Given the random variables $(X_n)_{n\in \Bbb N^*}$ such that $\sqrt{n}X_n$ converges in distribution to the standard normal distribution $$\sqrt{n}X_n \xrightarrow[n \to +\infty]{\mathcal{D}} \mathcal{N}(0,1)$$
Suppose $E(|X_n|) <+\infty$ for all $n\in \Bbb N^*$.
Prove that
$$\sup_{n\in \Bbb N^*}E(|X_n|)<+\infty$$
In other words, there exist an $M <+\infty$ such that $E(|X_n|)<M$ for all $n\in \Bbb N^*$.
My attempt:
Let's write $$E(|X_n|) = E(|X_n|\mathbb{I}_{\{|X_n|\le M_1\}})+ E(|X_n|\mathbb{I}_{\{|X_n|>M_1\}}) $$ with $M_1>0$
The first term is bounded by $M_1$.
About the second term, from an $N$ sufficiently large, we have intuitively $X_n \sim\frac{1} {\sqrt{n}}\mathcal{N}(0,1) $ then $f_{X_n}(x) ~\approx \frac{\sqrt{n}}{\sqrt{2\pi}}\exp\left(-\frac{x^2}{2n} \right)$ hence the linear increasing of $x$ is much less than the decreasing of $f_{X_n}(x)$ for $x>M_1$. Hence, $E(|X_n|\mathbb{I}_{\{|X_n|\le M_1\}})$ will be bounded by a constant $M_2$ for all $n> N$.

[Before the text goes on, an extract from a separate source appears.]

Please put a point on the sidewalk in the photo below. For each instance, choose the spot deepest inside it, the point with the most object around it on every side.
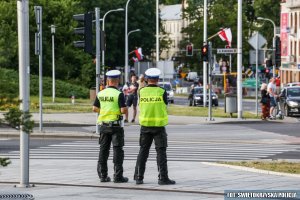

But I haven't been able to formalize this intuition.
Let $X\sim N(0,1)$. Let $Y_n$ take the values $0$ and $n^{2}$ with probabilities $1-\frac 1 {\sqrt n}$ and $\frac 1 {\sqrt n}$ respectively. Let $X_n=\frac X {\sqrt n}+\frac {Y_n} {\sqrt n}$. Since $P(|Y_n| >\epsilon)=\frac 1 {\sqrt n} \to 0$ it follows that $\sqrt n X_n \to X$ in distribution. Howvever, $EX_n \geq 0+\frac {n^{2}} {\sqrt n}\frac 1 {\sqrt n} \to \infty$.